In 2016, a lawyer filed a qui tam, or whistleblower, complaint against a company managing adult-care facilities in North Carolina that eventually would be felt in the offices of its insurance carriers.
The suit, filed against an assisted-living management company and its CEO on behalf of the United States and the state of North Carolina, alleges that almost four-dozen facilities run by the company were seeking Medicaid reimbursement for services they were too understaffed to provide — services such as helping facility residents eat, dress, bathe, or use the toilet. In all, the company defrauded the government of $60 million, the complaint alleges.
In response, the company itself filed suit, contending that the carrier of its professional-liability umbrella policy should cover its potentially costly defense in the qui tam case and indemnify it for any judgments entered or settlements reached in that action.
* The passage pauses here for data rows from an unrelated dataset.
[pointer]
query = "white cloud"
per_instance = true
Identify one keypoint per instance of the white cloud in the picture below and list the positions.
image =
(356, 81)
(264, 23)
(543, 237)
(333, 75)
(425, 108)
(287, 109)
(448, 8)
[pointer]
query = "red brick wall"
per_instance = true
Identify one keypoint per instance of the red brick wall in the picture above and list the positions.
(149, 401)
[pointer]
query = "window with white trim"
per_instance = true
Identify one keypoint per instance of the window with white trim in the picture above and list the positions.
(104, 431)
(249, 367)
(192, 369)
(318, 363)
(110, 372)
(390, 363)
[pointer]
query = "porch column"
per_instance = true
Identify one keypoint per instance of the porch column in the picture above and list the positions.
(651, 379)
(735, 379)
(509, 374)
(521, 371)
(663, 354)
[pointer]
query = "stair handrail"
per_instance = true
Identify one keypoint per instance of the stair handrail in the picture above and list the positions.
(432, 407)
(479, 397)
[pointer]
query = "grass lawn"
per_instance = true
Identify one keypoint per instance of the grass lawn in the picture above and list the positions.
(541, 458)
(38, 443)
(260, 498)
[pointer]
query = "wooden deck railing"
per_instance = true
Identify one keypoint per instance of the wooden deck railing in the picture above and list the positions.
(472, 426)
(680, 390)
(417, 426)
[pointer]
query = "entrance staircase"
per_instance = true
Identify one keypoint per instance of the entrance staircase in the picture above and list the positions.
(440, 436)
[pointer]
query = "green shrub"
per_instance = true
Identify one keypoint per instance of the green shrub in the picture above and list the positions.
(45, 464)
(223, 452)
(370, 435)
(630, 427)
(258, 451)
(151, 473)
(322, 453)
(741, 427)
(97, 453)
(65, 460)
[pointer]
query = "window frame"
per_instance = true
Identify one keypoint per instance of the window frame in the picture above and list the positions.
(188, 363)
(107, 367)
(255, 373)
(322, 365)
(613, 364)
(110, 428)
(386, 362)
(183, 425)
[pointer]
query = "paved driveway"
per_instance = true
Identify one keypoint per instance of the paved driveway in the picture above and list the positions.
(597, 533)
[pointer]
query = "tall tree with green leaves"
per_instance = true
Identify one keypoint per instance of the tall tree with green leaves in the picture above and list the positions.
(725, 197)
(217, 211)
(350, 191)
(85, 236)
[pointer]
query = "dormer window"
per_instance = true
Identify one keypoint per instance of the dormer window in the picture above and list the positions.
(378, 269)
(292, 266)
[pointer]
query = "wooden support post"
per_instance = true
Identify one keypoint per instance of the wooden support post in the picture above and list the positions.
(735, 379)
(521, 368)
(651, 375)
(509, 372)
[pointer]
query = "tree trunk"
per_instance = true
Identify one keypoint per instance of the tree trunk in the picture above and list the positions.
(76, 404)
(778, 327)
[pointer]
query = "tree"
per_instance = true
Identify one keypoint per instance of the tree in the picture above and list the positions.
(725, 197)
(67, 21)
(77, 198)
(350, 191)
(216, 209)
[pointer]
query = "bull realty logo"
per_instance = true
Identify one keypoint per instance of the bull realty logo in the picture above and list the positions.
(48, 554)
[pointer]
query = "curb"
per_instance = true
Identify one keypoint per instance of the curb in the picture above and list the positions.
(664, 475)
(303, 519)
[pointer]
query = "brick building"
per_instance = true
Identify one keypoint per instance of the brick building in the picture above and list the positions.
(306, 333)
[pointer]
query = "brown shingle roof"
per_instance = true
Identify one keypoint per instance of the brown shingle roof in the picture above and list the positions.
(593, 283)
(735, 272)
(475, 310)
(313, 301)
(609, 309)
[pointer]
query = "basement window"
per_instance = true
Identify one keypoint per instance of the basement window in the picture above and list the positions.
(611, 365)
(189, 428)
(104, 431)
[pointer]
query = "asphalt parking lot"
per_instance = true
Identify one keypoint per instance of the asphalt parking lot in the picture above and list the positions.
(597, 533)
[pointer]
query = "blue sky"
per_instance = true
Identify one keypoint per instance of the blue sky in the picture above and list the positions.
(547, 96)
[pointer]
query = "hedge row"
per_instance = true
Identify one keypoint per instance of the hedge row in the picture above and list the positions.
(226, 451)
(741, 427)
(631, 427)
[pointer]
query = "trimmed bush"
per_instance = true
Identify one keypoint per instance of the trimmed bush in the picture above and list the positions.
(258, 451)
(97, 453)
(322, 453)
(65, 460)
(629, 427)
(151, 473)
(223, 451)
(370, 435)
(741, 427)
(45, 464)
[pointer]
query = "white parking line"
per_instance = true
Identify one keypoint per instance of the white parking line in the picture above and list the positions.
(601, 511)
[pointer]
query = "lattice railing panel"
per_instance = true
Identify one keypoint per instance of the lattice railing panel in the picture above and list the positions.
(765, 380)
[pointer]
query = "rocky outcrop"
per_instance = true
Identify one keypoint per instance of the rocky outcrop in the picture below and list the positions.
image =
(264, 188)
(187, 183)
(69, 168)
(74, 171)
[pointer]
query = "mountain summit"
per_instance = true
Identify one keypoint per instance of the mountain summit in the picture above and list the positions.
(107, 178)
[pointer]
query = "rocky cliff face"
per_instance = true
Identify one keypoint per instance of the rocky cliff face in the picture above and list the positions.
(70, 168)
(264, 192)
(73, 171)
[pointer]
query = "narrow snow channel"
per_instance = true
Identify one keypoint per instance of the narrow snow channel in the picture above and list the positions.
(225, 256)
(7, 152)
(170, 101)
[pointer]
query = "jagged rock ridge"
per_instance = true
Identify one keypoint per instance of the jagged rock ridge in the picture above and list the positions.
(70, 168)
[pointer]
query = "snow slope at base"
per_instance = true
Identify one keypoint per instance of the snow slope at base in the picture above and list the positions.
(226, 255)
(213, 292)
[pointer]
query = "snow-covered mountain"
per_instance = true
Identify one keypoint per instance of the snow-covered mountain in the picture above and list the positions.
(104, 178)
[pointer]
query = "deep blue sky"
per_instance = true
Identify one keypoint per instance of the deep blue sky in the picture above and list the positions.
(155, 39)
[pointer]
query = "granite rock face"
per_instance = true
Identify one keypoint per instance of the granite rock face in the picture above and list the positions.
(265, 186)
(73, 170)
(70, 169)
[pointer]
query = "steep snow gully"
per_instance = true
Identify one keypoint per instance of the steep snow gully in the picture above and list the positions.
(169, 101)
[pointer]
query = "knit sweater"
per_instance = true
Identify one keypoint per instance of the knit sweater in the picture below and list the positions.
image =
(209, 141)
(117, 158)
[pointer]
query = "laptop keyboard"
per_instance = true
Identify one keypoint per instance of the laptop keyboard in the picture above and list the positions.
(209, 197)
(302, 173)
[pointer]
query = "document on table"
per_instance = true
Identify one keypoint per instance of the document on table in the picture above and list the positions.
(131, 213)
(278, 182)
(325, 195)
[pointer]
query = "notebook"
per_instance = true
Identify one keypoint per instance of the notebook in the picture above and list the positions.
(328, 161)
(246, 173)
The New Jersey-based private insurer retained legal representation of its own: Greensboro, NC-based Goldberg Segalla partners David L. Brown and Martha P. Brown.
In the course of defending the insurance company, David and Martha have built a compelling case not only for their client but also, tangentially, for the practice groups that have made Goldberg Segalla one of the premier law firms advising and representing the global insurance and reinsurance industry. David and Martha represent the smooth and effective melding of the resources, experience, and expertise of our practice groups.
In the fall of 2018, they brought the North Carolina declaratory judgment action to a major turning point in favor of its client by filing a motion for judgment on the pleadings — a request that the court, before accepting evidence, weigh case facts already on file. In response to the motion, a federal judge ruled on October 5 that the insurance company was not obligated to cover the adult-care company’s liability or legal bills in the Medicaid fraud case. That case, which alleges violations of the false-claims acts of North Carolina and the United States, didn’t rise out of health-care issues that were covered under the professional liability policy, the judge said; it was all about billing — and that, the judge ruled, does not qualify as a “medical professional service.”
The judge’s ruling likely won’t be the last word on the matter; the adult-care company is expected to appeal. Nevertheless, Martha says, as rulings go, this one was significant.